Lauenburgische Heimat
[Alte Folge]

Zeitschrift des Heimatbundes Herzogtum Lauenburg e. V.
1930


Die Lauenburger Akten im Hauptstaatsarchiv zu Dresden.

Von Oberlandesgerichtsrat i. R. DR. BARING, Dresden.
 

Hier ruht eine Vielzahl von Aktenstücken, die ausschließlich lauenburgische Angelegenheiten aus der Zeit von etwa 1540-1720 betreffen. Außerdem finden sich zahlreiche Handschreiben von Mitgliedern des lauenburgischen Fürstenhauses in anderen Akten zerstreut. DIE 1540 VOLLZOGENE VERMÄHLUNG HERZOG FRANZ I. MIT SIBYLLE, DER SCHWESTER DES KURFÜRSTEN AUGUST VON SACHSEN, HATTE EINE DAUERNDE VERBINDUNG ZWISCHEN DEN HÖFEN VON LAUENBURG UND DRESDEN BEGRÜNDET. An Urschriften oder Entwürfen zu Schreiben von Dresden nach Lauenburg sind ohne weiteres nur sehr wenige zugänglich. Immerhin werden bei Durchsicht der vielen dicken Kopialbücher auch davon manche auftauchen.

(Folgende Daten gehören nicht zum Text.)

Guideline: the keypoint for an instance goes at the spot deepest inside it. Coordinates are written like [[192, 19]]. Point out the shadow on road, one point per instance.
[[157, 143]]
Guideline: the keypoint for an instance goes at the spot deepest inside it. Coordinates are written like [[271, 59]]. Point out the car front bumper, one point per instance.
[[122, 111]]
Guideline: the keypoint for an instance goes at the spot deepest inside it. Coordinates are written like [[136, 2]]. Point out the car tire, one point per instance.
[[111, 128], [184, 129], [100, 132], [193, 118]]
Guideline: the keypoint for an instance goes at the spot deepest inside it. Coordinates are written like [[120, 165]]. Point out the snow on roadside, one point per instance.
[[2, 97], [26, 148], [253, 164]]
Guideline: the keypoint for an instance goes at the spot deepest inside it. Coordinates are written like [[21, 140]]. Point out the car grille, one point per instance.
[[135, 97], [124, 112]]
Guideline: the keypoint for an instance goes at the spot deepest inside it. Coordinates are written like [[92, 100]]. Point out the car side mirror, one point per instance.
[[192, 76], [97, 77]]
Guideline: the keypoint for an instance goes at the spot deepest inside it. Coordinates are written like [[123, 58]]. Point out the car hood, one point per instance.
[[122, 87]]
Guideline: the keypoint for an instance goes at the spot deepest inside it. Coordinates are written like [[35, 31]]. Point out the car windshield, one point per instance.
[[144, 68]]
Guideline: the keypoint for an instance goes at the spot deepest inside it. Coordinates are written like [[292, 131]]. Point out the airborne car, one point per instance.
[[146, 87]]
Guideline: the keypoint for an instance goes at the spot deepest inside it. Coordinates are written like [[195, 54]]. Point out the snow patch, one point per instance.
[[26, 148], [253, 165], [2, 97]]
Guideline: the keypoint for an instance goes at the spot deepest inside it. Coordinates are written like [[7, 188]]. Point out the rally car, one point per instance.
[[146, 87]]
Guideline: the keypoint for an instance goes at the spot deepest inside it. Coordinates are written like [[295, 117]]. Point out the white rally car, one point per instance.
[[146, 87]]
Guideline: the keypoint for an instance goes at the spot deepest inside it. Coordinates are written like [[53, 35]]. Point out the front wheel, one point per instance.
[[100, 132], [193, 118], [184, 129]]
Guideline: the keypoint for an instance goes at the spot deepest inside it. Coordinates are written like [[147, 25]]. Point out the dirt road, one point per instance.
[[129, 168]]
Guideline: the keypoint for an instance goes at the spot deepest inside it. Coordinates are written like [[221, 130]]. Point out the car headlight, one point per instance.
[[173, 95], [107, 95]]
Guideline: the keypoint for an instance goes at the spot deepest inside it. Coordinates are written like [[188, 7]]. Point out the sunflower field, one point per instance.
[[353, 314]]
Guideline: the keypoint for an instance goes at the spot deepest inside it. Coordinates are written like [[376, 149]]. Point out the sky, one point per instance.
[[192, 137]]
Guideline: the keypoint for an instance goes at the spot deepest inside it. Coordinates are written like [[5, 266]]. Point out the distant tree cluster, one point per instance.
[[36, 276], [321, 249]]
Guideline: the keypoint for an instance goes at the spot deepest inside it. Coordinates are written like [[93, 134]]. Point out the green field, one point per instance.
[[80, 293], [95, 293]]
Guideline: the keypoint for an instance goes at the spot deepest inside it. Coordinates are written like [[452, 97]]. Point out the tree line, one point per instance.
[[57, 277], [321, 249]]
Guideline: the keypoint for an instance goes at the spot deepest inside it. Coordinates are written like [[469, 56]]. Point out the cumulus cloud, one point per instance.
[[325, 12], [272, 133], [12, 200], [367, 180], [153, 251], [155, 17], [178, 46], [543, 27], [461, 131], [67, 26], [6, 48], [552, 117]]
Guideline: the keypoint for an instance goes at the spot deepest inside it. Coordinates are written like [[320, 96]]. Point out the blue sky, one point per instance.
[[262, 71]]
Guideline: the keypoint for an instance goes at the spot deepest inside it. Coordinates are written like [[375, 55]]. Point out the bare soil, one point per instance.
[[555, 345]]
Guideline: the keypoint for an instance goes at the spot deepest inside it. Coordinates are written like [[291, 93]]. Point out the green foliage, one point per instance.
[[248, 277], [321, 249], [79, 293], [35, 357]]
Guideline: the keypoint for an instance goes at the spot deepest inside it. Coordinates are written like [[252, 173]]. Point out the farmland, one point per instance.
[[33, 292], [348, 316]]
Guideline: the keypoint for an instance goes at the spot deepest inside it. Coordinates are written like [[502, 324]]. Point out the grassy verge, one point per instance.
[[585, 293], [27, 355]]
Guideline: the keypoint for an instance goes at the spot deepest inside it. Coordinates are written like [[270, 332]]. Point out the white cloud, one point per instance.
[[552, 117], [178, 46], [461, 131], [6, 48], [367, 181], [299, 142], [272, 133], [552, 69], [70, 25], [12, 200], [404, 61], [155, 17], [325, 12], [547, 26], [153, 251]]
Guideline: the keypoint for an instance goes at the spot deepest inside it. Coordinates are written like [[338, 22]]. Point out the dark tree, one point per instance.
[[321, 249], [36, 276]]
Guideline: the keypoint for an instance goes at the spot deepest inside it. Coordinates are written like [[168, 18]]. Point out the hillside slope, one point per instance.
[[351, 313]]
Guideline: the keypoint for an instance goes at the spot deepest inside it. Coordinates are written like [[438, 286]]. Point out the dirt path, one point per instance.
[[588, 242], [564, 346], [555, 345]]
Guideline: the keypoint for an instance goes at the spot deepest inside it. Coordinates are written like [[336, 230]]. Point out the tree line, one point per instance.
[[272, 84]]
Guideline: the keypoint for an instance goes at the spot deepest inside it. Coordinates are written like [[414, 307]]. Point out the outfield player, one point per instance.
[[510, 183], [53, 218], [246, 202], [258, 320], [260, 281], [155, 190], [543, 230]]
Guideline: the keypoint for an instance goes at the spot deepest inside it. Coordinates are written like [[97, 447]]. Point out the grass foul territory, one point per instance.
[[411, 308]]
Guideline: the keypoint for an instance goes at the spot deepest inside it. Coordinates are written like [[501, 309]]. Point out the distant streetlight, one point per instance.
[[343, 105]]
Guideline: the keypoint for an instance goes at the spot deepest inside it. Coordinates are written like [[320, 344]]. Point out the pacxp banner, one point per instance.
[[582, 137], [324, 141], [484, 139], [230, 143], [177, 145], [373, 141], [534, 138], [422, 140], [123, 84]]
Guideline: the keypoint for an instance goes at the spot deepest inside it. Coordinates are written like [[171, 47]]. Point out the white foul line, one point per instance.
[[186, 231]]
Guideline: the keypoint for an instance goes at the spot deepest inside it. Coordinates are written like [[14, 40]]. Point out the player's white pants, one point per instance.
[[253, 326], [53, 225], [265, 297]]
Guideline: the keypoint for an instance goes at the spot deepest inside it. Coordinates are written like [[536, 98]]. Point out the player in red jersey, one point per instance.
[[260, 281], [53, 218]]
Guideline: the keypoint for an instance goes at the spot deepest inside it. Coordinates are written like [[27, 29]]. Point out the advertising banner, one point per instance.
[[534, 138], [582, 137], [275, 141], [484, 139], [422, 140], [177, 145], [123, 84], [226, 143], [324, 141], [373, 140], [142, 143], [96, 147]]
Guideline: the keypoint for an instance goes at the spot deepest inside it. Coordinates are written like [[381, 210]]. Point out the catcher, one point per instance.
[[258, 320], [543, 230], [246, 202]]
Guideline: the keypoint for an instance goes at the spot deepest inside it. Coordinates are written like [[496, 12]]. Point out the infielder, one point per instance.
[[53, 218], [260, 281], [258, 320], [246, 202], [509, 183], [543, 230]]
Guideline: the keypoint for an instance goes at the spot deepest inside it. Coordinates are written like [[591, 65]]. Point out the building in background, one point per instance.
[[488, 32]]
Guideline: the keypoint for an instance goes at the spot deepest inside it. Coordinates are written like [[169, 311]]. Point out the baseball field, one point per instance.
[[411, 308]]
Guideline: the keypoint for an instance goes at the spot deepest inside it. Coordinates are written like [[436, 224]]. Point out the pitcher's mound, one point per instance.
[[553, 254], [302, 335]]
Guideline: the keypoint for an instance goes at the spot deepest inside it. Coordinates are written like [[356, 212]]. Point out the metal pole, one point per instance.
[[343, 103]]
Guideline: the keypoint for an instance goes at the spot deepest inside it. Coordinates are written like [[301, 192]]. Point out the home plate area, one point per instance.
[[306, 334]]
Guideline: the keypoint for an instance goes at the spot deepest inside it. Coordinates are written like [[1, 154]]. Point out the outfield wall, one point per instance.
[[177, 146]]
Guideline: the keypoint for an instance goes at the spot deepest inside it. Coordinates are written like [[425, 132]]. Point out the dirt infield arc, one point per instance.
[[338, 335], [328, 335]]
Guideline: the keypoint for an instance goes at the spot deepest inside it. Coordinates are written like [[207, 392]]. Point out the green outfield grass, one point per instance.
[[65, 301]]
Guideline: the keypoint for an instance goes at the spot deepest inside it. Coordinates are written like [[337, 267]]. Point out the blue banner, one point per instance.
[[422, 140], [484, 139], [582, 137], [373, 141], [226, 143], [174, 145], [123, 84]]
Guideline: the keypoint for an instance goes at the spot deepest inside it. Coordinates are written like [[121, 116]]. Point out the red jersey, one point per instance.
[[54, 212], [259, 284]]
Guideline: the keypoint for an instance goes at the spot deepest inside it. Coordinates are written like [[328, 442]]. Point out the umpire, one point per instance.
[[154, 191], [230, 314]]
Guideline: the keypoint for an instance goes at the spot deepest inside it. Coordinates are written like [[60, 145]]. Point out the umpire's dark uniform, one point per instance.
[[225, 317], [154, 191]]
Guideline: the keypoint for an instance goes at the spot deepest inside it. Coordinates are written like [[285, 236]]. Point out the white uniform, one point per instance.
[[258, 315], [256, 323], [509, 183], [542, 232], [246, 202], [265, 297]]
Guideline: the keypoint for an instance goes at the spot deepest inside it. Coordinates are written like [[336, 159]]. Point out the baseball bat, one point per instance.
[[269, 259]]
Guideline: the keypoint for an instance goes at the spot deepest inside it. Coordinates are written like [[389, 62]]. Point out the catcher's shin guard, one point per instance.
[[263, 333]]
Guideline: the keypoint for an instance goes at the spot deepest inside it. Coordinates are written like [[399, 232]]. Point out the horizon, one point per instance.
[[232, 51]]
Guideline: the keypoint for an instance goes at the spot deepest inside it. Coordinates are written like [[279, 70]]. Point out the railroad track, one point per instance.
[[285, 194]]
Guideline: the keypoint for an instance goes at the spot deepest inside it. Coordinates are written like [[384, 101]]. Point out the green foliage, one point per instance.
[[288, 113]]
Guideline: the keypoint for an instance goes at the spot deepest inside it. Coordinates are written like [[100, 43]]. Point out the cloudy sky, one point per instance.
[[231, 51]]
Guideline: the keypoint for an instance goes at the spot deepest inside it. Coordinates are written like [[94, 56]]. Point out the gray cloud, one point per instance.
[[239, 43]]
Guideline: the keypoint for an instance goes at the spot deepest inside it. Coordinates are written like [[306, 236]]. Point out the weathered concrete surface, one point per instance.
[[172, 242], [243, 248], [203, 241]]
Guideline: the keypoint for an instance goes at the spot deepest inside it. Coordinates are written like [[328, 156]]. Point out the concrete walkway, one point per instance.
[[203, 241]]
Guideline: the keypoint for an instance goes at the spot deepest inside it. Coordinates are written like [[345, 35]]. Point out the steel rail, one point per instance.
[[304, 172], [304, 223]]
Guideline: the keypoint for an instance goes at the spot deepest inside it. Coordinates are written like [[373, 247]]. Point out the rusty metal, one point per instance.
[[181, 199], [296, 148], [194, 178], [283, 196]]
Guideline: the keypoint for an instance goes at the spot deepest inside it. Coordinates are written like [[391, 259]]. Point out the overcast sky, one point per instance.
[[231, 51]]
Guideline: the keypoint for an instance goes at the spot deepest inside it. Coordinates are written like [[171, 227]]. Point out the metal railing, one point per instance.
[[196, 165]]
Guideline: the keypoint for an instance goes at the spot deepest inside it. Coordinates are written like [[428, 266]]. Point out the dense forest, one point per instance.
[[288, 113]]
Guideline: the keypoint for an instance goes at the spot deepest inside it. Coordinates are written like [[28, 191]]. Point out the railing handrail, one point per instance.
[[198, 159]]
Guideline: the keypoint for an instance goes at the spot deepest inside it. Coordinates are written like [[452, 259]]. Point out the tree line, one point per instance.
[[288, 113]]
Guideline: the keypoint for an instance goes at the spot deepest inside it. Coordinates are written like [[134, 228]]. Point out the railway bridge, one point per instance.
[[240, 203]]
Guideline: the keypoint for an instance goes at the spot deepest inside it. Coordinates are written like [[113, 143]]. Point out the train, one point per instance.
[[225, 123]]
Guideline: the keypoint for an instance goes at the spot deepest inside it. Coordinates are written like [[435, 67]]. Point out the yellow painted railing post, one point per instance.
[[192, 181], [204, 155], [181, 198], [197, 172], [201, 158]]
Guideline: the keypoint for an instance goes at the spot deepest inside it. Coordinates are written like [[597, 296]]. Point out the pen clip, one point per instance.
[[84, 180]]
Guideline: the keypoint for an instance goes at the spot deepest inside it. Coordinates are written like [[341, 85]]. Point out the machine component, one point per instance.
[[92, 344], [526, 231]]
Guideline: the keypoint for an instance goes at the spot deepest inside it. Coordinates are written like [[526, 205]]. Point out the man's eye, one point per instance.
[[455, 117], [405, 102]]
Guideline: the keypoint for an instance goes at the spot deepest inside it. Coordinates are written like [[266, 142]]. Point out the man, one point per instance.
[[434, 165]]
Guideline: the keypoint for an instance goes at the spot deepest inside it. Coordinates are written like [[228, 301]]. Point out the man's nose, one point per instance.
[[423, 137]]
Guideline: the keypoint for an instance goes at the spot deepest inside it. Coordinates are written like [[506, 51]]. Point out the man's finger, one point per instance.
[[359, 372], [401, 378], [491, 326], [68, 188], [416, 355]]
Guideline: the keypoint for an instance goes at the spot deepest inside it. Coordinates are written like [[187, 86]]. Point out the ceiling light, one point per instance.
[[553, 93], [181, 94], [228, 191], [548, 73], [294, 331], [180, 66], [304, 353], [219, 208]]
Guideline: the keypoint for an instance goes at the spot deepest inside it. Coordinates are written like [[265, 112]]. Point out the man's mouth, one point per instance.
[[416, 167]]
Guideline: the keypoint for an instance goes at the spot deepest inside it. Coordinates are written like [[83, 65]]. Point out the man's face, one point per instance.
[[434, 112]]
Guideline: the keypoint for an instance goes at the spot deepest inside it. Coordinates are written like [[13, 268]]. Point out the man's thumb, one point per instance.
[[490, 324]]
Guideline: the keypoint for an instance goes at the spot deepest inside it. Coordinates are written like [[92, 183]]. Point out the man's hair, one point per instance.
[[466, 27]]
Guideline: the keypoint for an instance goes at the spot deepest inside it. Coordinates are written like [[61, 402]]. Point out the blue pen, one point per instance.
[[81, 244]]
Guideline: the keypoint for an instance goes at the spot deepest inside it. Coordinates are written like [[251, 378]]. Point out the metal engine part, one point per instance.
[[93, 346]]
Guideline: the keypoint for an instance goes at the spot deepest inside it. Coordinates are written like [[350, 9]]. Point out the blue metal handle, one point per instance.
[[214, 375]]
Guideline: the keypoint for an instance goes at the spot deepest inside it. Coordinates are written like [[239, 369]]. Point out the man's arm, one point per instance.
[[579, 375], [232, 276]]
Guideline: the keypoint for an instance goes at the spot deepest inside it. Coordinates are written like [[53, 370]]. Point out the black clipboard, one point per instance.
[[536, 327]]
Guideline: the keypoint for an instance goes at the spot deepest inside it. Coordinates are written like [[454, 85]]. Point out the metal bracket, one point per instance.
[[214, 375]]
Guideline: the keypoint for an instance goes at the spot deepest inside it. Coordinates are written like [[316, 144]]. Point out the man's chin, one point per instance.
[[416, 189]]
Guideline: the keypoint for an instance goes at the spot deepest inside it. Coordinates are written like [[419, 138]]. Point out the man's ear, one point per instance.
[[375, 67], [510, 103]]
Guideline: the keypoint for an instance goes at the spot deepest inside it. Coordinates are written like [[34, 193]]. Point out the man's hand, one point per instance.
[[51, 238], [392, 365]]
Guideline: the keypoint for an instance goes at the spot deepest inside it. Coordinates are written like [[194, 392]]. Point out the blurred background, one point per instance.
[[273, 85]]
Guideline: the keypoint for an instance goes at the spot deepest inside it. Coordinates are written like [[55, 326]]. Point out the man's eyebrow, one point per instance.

Unter der Überschrift: "Lauenburgische Sachen" führt der 30 Blatt umfassende Teil eines Registerbandes des Hailptstaatsarchivs zu Dresden (Abt. III, Bd. 69) folgende 28 Aktengruppen auf, neben deren Bezeichnung die Zahl der jeder Gruppe zugehörigen Stücke bemerkt ist: "Generalia (8), Absterben (2), Bestrickungen (3), Defensionssachen (2), Educationes (2), Erbfälle und Theilungen (26), Erbverbrüderung (3), Expectanzen (2), Geburthen (2), Genealogien (2), Grentz-Sachen (1), Handschreiben (8), Hoff- und Haushaltungssachen (2), Irrungen (18), Justiz-Sachen (1), Kriegs-Sachen (12), Lebensbeschreibungen (1), Lehns-Sachen (7), Malefizsachen (1), Oerter (-) Reichstagssachen (2), Reisen (2), Schulden (8), Testamente (2), Titulaturen (1), Vermählungen (12), Wappen­Sachen (1), Zoll-Sachen (1)." Das sind im ganzen 132 Nummern, wobei bereits manche Doppel-Anführungen - so alle bei "Oerter" - fortgelassen sind. Immer noch sind wohl manche Akten doppelt gezählt, dafür finden sich aber noch viele Verweisungen auf andere Register-Abschnitte. Weitere 13 Lauenburg betreffende Aktenstücke sind unter XXVIII bezw. unter "L" in den Sonderregistern
verzeichnet, die für das Stift Merseburg und für Sachsen-Weißenfels angelegt wurden. In einem andern Sonderregister "Handschreiben" (Abt. III, Bd. 51c) sind 18 Mitglieder des Lauenburger Fürstenhauses mit mehr als 100 Schreiben vertreten, darunter Franz I. mit 12, Sibylle mit 14, ihr Sohn Franz II. mit 10 Schreiben. Sicherlich sind endlich einschlägige Urkunden in den vielen dicken Akten vorhanden, die ohne Register sind; in den 9 starken Aktenbänden über Religionssachen des 16. Jahrhunderts habe ich selbst einige solche festgestellt. Eine Abschrift aller dieser Register-Abschnitte hat jetzt das Landes-Archiv in Ratzeburg erhalten.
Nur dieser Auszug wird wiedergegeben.